DLLs you download from Microsoft are targeted for the generic x86 architecture for the simple reason that it has to work across all the multitude of machines out there.
Until the Visual Studio 6.0 time frame (I do not know if it has changed) Microsoft used to optimize its DLLs for size rather than speed. This is because the reduction in the overall size of the DLL gave a higher performance boost than any other optimization that the compiler could generate. This is because speed ups from micro optimization would be decidedly low compared to speed ups from not having the CPU wait for the memory. True improvements in speed come from reducing I/O or from improving the base algorithm.
Only a few critical loops that run at the heart of the program could benefit from micro optimizations simply because of the huge number of times they are invoked. Only about 5-10% of your code might fall in this category.

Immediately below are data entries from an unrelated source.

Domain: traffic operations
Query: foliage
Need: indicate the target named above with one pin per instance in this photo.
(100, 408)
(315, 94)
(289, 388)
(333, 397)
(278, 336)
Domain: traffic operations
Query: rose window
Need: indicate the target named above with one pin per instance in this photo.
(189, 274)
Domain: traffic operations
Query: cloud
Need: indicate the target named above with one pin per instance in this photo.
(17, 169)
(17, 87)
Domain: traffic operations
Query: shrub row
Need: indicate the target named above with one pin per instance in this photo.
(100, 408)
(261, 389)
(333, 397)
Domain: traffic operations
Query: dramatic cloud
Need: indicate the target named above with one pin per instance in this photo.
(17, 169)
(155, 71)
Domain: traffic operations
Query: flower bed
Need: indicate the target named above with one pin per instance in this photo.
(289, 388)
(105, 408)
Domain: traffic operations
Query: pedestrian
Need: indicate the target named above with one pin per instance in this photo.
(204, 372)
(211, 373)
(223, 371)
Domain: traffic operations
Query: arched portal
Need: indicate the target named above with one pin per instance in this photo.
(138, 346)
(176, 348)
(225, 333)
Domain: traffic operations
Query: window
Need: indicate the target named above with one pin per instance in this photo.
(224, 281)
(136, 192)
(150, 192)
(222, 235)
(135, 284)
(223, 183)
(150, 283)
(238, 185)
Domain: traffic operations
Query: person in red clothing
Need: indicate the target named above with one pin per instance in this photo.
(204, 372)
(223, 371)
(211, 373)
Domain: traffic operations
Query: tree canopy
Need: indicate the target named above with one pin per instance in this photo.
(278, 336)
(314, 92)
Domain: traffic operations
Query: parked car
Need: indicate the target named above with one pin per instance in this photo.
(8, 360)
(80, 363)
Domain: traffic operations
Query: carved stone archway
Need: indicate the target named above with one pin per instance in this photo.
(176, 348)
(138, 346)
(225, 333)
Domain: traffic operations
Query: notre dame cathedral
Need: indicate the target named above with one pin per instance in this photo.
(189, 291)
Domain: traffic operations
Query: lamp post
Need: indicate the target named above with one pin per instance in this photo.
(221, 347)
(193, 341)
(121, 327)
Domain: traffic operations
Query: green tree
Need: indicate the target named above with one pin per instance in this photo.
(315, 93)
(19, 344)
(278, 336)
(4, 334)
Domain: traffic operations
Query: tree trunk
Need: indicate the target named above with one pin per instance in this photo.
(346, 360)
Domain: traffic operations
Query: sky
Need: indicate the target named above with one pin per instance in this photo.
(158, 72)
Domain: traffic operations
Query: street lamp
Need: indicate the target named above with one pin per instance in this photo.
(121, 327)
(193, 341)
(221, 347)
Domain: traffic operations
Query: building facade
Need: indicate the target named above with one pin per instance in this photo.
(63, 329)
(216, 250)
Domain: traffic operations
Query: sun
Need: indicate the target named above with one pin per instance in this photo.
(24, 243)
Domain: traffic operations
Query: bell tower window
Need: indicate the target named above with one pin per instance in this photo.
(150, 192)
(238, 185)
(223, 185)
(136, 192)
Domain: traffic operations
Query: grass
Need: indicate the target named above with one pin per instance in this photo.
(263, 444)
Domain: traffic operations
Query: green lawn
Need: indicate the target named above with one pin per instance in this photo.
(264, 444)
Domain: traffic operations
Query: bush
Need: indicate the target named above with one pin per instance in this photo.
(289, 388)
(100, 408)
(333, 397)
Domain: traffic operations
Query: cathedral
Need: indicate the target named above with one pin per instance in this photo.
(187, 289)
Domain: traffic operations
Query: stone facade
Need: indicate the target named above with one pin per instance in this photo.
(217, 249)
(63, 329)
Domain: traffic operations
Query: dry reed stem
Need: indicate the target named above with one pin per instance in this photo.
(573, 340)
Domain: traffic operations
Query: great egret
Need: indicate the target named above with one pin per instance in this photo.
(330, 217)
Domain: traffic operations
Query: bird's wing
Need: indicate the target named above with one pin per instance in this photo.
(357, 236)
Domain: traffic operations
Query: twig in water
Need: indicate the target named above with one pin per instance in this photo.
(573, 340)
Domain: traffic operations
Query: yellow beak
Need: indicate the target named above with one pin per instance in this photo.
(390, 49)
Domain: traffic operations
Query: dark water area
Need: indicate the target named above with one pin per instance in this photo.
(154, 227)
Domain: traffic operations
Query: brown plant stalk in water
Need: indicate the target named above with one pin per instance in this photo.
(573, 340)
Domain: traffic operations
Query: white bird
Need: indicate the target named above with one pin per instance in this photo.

You could rest assured that such critical loops would already be optimized in assembler by the Microsoft software engineers to some level and not leave much behind for the compiler to find. (I know it's expecting too much but I hope they do this)
As you can see, there would be only drawbacks from the increased DLL code that includes additional versions of code that are tuned for different architectures when most of this code is rarely used / are never part of the critical code that consumes most of your CPU cycles.